でも、それを『時間の無駄』だとは感じない。むしろお金を払ってその時間を買っている。
今後の関係性を考えれば、彼女との時間の方がよっぽど「有益」なはず。
なのに、なぜ彼女との時間にだけ「無駄」を感じてしまうのか?
この矛盾こそが、今僕が抱えている問題の本質なのではないか。
僕が忘れていた、一番大切な「目的」
キャバ嬢との会話と、彼女との会話の決定的な違い。
それは 「口説いているか、いないか」 だ。
キャバクラという世界観なのは承知の上で、
口説いている時というのは、
相手の一言一句が、自分をアピールし、相手を理解するための重要な「データ」になる。どんな雑談も「目的」があるから、無駄には感じない。
付き合う前の彼女との会話もそうだった。
今では、彼女から愛されることが「当たり前」になってしまい、「惚れさせる」という目的を失ってしまった。

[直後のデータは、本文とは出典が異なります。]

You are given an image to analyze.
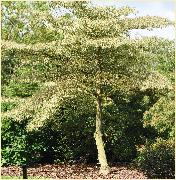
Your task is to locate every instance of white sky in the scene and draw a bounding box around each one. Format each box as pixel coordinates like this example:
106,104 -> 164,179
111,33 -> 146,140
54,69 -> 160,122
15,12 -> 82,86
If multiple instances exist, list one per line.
91,0 -> 176,39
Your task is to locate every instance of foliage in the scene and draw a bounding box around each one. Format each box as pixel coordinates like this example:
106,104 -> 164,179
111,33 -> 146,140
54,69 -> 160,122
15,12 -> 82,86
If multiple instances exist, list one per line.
1,1 -> 174,177
136,139 -> 175,179
1,119 -> 26,165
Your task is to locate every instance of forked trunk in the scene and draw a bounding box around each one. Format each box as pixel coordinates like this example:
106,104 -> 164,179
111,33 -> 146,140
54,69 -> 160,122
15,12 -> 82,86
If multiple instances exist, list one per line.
94,88 -> 110,175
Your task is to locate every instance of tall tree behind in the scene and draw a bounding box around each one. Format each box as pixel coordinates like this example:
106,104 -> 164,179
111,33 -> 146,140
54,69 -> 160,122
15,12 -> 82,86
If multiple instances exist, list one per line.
2,2 -> 171,174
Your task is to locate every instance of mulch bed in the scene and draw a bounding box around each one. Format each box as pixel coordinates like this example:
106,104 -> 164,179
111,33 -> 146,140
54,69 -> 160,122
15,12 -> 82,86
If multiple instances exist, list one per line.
1,164 -> 147,179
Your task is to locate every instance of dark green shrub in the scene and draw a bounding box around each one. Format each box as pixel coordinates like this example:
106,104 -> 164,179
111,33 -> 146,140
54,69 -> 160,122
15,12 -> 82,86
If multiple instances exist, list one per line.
1,118 -> 43,165
136,139 -> 175,179
1,119 -> 26,165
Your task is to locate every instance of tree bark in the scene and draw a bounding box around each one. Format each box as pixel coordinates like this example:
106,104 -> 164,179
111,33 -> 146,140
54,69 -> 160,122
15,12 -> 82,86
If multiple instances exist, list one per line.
94,89 -> 110,175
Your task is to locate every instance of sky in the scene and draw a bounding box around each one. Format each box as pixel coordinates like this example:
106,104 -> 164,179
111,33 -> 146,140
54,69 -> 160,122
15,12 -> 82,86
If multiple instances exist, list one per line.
91,0 -> 176,39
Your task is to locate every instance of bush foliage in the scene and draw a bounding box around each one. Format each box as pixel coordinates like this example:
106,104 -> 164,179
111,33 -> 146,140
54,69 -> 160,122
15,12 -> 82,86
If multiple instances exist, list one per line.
136,139 -> 175,179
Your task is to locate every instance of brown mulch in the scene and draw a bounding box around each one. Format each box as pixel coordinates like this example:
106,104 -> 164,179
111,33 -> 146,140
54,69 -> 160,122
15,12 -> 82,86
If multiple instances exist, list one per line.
1,164 -> 147,179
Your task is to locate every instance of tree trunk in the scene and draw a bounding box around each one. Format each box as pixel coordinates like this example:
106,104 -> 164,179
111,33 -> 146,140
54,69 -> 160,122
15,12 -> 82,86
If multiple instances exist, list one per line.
94,90 -> 110,175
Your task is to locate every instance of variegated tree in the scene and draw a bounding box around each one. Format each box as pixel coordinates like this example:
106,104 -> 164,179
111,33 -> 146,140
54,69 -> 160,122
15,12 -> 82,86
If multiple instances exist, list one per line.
2,1 -> 171,174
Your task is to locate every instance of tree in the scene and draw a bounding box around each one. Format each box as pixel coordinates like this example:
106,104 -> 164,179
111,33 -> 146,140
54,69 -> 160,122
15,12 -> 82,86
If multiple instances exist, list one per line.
2,1 -> 171,174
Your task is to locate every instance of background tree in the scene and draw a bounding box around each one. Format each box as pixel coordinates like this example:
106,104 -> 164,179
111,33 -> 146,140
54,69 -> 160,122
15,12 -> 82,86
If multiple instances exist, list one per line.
2,2 -> 171,174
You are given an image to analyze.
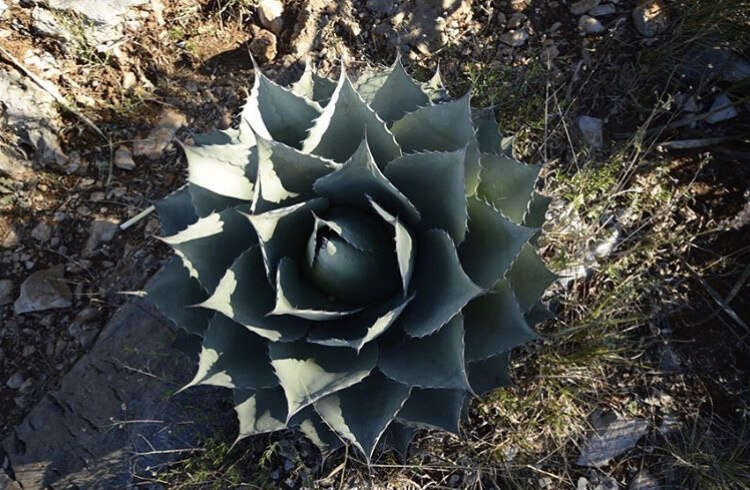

目的がないから、彼女の雑談はただの「情報」にしか聞こえず、
「不要な情報=無駄」
と脳が判断してしまうのではないか。
もちろん、これは完全なる自分の「思い上がり」であり、彼女の愛情にあぐらをかいているだけだということを理解はしている。
理解はしているが、こうなってしまっている。。。
「口説く」から「育てる」へ。僕たちが本当にすべきこと
では、どうすればいいのか?もう一度、昔のように彼女を「口説き」始めればいいのか?
いや、きっとそうじゃない。
関係性のフェーズが変わったことを認識して、目的をアップデートすればいい。
これからの僕たちの目的は、彼女を「惚れさせる」ことではなく、
二人の関係性を「育てていく」こと とする。
そう考えれば、彼女の「どうでもいい話」は、
関係性という名の植物に与える「水」や「太陽の光」
のようなもの。
一つ一つの話に意味や生産性を求めること自体が間違っていた。
そもそも自分だって全ての会話に意味があるものを望んではないし、できていないはず。
結局はただ、一緒に楽しい時間を過ごしたいだけ。一人の問題を二人の問題として一緒に考えてほしいだけ。
彼女がリラックスして、楽しそうに話してくれる時間こそが、二人の関係が健康である証拠。
その時間を「無駄」と感じていた自分は、植物に水をやりながら「早く実になれ!」と怒っているようなものだった。
これからは、彼女の話を聞く時間を「コスト」ではなく、未来の二人への「投資」と捉えたい。
いや、そんな理屈っぽく考える必要はなく、ただ、愛する人が楽しそうに話す顔を、穏やかな気持ちで眺めていられる男になりたい。
スマホを持たないデートでもして、少しでも罪滅ぼしがしたい。